It’s OK to be the one who says, “Security first.”

In a past workplace, the security manager had a great reinforcement technique to make sure people didn’t leave their computer screens unlocked. He would walk through work spaces, locking unattended screens, a polite note left behind reminding them to keep their data safe.

The security manager would do this even if the employee had just walked around the corner to get their files from the printer. You might be thinking, what’s the big deal with going to the printer and back? A trip to the printer is under 60 seconds. Well, most of the time. Sometimes the printer jams or a chatty co-worker with a cup of coffee in hand wants to share some news. It’s not easy to extract yourself, run back to your computer, and lock your screen, is it? Now that quick trip to the printer has turned into 15 minutes. And that’s 15 minutes of opportunity to have your computer accessed without permission. How many files could be corrupted in 15 minutes? How many e-mails sent on your behalf?

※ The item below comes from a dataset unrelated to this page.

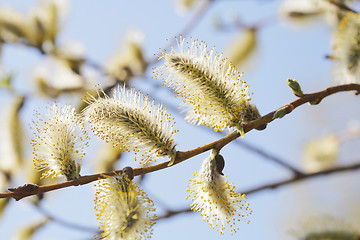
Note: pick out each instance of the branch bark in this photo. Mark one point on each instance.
(30, 189)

Reinforcement techniques, including correcting security violations, create a culture of security.

And although some might argue, annual security and awareness training isn’t mandated employee torture (we believe it should be engaging!); it serves an important purpose. That purpose is to raise the level of awareness within your organization that data compromise happens, and sometimes it’s because the opportunity has been created through disregarding the organization’s security policies.

Even if you’re not in IT or security, empower yourself to say “Security first” or “Sorry, that goes against our training” when you see others violating security policies.

It's OK to blame it on security training

Security awareness and training is mandated annually for a reason. Make an impact, reinforce learning, and hold others accountable.